A simpler approach combines the two sets of items into one longer instrument, with half the items being redundant of the other half. One group of subjects takes the test at a single session. The items are then divided into two comparable halves for scoring, creating two separate scores for each subject. Typically, questions are divided according to odd and even items. This is considered preferable to comparing the first half of the test with the second half, as motivation, fatigue and other psychological elements can influence performance over time, especially with a long test. Reliability is then assessed by correlating results of two halves of the test. If each subject's half-test scores are highly correlated, the whole test is considered reliable. This is called split-half reliability. This value will generally be an underestimate of the true reliability of the scale, since the reliability is proportional to the total number of items in the scale. Therefore, because the subscales are each half the length of the full test, the reliability coefficient is too low.

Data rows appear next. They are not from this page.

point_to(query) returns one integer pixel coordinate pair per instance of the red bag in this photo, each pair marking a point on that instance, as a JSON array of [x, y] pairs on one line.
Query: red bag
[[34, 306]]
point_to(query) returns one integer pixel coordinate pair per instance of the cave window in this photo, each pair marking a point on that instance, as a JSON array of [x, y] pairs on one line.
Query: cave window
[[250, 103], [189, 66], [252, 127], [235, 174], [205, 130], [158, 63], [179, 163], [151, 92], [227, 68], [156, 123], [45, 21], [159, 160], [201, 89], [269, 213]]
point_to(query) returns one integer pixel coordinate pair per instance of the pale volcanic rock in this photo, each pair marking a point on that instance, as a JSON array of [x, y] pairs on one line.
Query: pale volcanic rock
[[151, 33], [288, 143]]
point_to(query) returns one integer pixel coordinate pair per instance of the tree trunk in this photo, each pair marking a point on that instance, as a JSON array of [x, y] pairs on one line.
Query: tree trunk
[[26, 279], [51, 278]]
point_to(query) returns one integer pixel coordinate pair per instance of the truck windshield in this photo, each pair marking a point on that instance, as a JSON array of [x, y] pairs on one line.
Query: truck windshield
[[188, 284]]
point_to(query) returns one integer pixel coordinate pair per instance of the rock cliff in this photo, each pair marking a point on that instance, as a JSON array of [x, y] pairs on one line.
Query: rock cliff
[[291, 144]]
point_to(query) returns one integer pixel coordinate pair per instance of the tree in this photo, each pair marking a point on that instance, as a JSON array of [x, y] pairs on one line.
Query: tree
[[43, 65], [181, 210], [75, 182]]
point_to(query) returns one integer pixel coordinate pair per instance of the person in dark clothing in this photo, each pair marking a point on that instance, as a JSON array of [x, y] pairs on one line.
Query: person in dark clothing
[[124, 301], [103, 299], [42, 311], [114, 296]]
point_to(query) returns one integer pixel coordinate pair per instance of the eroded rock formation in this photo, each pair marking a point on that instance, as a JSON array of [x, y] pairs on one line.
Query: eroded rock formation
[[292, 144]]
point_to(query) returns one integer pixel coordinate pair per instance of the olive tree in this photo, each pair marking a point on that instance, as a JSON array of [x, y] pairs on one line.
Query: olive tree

The obvious problem with the split-half approach is the need to determine that the two halves of the test are actually measuring the same thing. In essence, the two halves can be considered alternate forms of the same test; however, the split-half method is considered superior to test-retest and alternate forms procedures because there is no time lag between tests, and the same physical, mental and environmental influences will affect the subjects as they take both sections of the test.
Reliability Coefficients for internal Consistency
The statistic most often used for internal consistency is Cronbach's coefficient alpha (α).10 This statistic can be used with items that are dichotomous or that have multiple choices.* Conceptually, coefficient α is the average of all possible split-half reliabilities for the scale. This statistic evaluates the items in a scale to determine if they are measuring the same construct or if they are redundant, suggesting which items could be discarded to improve the homogeneity of the scale. Cronbach's α will be affected by the number of items in a scale. The longer the scale, the more homogeneous it will appear, simply because there are more items.
For split-half reliability, the Spearman-Brown prophecy statistic is used as an estimate of the correlation of the two halves of the test.
We can also assess internal consistency by conducting an item-to-total correlation; that is, we can examine how each item on the test relates to the instrument as a whole. To perform an item-to-total correlation, each individual item is correlated with the total score, omitting that item from the total. If an instrument is homogeneous, we would expect these correlations to be high. With this approach it is not necessary to create a doubly long test. The Pearson product-moment correlation coefficient is appropriate for this analysis (see Chapter 23).